Su carrera tuvo detalles únicos de artista, que fueron la vitalidad del Viejo Almacén. El cruento final de su bisabuelo materno Lionel, lanceado a mediados del siglo 19 por los indios pampas, habla por sí solo y de allí proviene, cambiando una letra es su nombre completo.
Leonel Edmundo Rivero cantó en sus primeras incursiones por radio (El Mundo) una milonga con posibles evocaciones de familia: Malón de ausencia (“…al ver el campo dormido vuelven a mi mente fresca…con mis pilchas y el zaino me alisté para la guerra… amalaya lagrimones rebeldes de mi conciencia, yo que he aguantao el indiaje, no aguanto un malón de ausencia”)
Tuvo un registro de acentuado bajo que condicionó su carrera. La calidad de ejecutante de guitarra era indiscutible: fue concertista, pero para el canto significaron repetidos rechazos. Le decían que su voz era “demasiado grave. Usted tiene algo en la garganta, cúrese y vuelva” o, también, “¿no estará enfermo del pecho”.

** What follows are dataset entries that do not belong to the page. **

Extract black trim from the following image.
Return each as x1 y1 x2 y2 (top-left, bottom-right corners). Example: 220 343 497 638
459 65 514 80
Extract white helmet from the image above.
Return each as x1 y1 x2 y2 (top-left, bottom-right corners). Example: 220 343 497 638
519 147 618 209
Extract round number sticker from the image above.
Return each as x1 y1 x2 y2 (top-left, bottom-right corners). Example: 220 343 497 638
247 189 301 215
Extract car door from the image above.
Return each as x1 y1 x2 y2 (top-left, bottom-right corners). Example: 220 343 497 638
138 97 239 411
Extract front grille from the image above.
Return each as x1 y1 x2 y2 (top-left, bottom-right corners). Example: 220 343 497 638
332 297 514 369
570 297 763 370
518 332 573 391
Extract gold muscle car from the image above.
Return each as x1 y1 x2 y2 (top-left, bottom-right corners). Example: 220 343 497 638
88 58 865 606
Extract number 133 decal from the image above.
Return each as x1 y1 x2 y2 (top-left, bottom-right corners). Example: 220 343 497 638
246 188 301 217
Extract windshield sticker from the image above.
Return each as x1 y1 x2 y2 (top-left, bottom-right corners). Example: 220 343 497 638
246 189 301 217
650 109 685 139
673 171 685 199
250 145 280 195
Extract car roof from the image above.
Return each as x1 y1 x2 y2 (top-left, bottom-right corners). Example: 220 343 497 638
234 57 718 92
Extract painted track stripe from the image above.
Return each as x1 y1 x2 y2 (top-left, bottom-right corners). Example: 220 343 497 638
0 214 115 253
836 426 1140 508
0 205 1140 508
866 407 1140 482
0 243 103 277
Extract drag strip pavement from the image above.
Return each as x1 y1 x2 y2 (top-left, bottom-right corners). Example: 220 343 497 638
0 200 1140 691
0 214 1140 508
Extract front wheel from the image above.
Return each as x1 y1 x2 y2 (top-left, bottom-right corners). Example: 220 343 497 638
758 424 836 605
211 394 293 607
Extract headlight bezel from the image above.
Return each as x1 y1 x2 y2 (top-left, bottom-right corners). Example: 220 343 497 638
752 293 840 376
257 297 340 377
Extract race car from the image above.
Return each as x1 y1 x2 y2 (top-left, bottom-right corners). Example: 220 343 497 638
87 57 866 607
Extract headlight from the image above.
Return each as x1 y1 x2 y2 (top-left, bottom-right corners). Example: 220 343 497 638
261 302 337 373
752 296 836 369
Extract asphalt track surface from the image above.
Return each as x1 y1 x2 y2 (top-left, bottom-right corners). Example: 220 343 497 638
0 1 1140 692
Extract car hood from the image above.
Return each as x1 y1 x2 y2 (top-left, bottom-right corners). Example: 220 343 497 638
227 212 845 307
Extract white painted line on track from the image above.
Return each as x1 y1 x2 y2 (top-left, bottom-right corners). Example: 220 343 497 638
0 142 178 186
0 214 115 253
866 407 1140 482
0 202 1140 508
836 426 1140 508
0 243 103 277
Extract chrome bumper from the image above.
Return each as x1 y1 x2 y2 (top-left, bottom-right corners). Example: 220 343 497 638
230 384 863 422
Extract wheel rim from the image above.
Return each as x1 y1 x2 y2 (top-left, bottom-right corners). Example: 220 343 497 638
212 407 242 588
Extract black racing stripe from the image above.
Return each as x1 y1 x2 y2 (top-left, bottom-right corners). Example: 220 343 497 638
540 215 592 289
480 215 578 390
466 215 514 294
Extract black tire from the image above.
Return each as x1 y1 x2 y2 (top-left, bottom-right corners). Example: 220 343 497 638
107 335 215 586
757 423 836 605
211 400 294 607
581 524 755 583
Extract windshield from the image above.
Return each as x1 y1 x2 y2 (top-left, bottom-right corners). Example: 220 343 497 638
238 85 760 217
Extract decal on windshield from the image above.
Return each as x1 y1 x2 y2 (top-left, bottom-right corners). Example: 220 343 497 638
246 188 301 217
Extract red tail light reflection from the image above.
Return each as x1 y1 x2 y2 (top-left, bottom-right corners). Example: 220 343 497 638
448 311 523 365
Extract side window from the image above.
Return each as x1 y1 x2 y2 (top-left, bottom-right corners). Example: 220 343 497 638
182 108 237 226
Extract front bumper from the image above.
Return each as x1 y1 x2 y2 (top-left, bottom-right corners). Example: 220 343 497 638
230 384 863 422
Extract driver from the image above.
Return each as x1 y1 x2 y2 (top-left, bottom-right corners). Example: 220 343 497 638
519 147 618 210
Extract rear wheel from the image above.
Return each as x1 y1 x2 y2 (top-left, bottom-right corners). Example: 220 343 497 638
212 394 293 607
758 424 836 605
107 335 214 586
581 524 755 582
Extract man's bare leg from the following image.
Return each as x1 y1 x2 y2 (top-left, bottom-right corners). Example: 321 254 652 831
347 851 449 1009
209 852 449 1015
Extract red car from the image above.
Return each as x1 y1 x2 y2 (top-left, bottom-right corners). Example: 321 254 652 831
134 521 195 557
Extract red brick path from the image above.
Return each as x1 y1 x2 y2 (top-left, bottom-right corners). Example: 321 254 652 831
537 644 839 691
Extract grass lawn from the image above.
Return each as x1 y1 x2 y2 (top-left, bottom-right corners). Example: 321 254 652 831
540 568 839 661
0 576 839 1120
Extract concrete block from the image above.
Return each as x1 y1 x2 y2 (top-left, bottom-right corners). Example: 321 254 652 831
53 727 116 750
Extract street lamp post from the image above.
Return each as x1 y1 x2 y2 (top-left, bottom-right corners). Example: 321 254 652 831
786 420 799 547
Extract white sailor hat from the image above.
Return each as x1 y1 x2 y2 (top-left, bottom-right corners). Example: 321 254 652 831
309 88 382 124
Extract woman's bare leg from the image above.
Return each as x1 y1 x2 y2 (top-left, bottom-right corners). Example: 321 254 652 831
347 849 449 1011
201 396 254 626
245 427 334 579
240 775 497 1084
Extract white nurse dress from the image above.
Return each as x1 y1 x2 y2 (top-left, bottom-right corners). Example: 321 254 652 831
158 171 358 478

Se recuerda que tuvo un admirable dominio del lunfardo. Radicado en Buenos Aires, se sintió intrigado por “ese lenguaje prohibido” que su tío le fue enseñando de a poco y que él perfeccionó en un aguantadero cercano -de calle Saavedra- donde aprendió de primera mano el lunfardo más encriptado a manos de un grupo de delincuentes que allí habían constituido su domicilio. Debido a ese conocimiento, solía concurrir a las cárceles a conversar con los presos. Ellos le contaban “la justa” de sus delitos sin temor a que se enteraran los guardias.
Un detalle curioso de sus comienzos fue cuando trabajó en una radio donde las publicidades se pagaban con canje de mercaderías. Rivero y otro artista la atendían; el primer “sueldo artístico” que recibió fue el de una pescadería pudiendo, eso sí, elegir entre un pejerrey o una merluza.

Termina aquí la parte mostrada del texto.